В марте 1916 года по требованию Ставки с целью облегчения положения французов в районе Вердена войсками Северного и Западного фронтов была проведена Нарочская наступательная операция. Она не дала существенных результатов. Основными причинами стали недостаток тяжелой артиллерии, снарядов, наступившая распутица, а главное – плохая координация действий фронтов со стороны Ставки. Тем не менее, наступление имело и свои положительные стороны, оказав влияние на ход борьбы на западноевропейском театре войны. Оно вынудило германское командование перебросить на восток четыре лучшие свои дивизии, в результате чего германские атаки на Верден были временно прекращены.
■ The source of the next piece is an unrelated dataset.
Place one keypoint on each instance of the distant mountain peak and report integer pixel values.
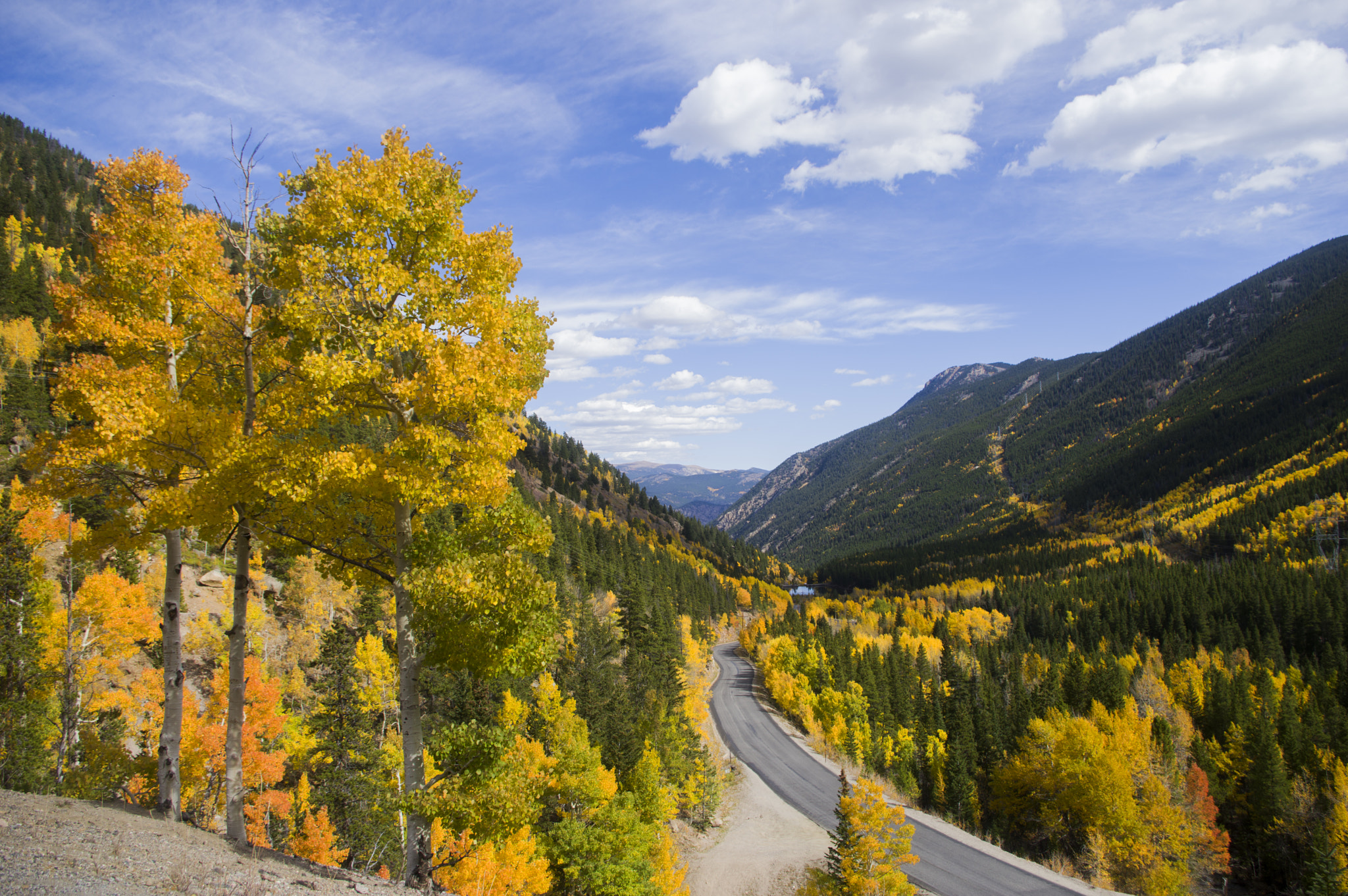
(962, 375)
Это позволило союзникам восстановить и укрепить пошатнувшуюся оборону и подвезти резервы.
Нарочская операция, призванная отвлечь германское командование от Вердена, с самого начала широко афишировалась английской и французской прессой, ее результаты умышленно преувеличивались. Правительства этих стран были щедры на награды для своих верных союзников, ими были украшены гимнастерки тысяч русских солдат и офицеров. Алексей Ермолаевич был отмечен сразу двумя орденами: большим офицерским крестом французского ордена Почетного легиона и английским орденом Св. Михаила и Георгия 1-й степени с цепью. По-видимому, эти награды должны были стать стимулом для дальнейших активных действий русских войск.
Но Эверт по этому вопросу имел другое мнение. В конце марта, когда генерал М. В. Алексеев по приказу императора собрал командующих фронтами на совещание с целью обсудить ближайшие планы действий русских войск, А. Е. Эверт выступил противником наступления. Его поддержал командующий Северным фронтом генерал А. Н. Куропаткин. И только недавно вступивший в командование Юго-Западным фронтом генерал А. А. Брусилов высказался за наступление. Между генералами возникли разногласия, которые так и остались не решенными. Это отрицательно отразилось на событиях, происшедших летом 1916 года.
С началом наступления армий Юго-Западного фронта, вошедшего в историю как Брусиловский прорыв, А. Е. Эверт, сославшись на «возможность дождливой погоды в ближайшие два дня и незаконченность сосредоточения одной из дивизий с тяжелой батареей», приказал командующему 3-й армией отложить начало наступления на пинском направлении на шесть дней. Сообщая М. А. Алексееву об этом решении, он сумел доказать, что немедленное наступление войск Западного фронта нерационально до тех пор, пока армии А. А. Брусилова не прорвут оборону противника. Как это ни странно, но его доводы в Ставке были восприняты положительно.
3 июня штаб Западного фронта получил уточненную задачу. Ему предписывалось через 12–16 дней организовать крупномасштабное наступление из района Барановичей на Гродно. Однако и эта директива осталась не выполненной. Исходя из этого можно констатировать, что во время Брусиловского прорыва Эверт больше мешал, чем помогал войскам Юго-Западного фронта. Это окончательно испортило отношения между ним и А. А. Брусиловым, который напрямую винил Алексея Ермолаевича в том, что операция не вполне достигла намеченных целей. Не соглашаясь с этим, Эверт написал Брусилову большое письмо, в котором изложил свои соображения о причинах незавершенности операции. Однако Алексей Алексеевич даже не стал его читать, сославшись на то, что у него нет адъютанта, способного разобрать почерк командующего Западным фронтом. Этот намек имел свои основания.
Дело в том, что почерк Эверта и на самом деле был ужасный. Огромные, похожие на полки буквы почти не поддавались чтению. Кроме того, он иногда так увлекался, что мысли опережали руку, вследствие чего случались курьезы. Однажды в резолюции вместо слова «армия» он написал «Мария». Получилось нечто вроде того, что «приказываю вашей Марии не уклоняться от встречи с противником». К несчастью, имя жены командарма было «Мария», что породило немало насмешек среди штабных работников. Чтобы избежать подобных случаев, каждый из командармов Западного фронта имел при себе специального адъютанта, способного разбирать почерк Эверта. Сам же Алексей Ермолаевич также постоянно возил с собой капитана Некрасова, который сравнительно легко читал его почерк, диктуя документы машинисткам. Вот на него-то и намекал Брусилов, получив письмо от Эверта. Алексею Ермолаевичу каким-то образом стало известно о сказанном, и впредь он не предпринимал попыток сблизиться со своим южным соседом.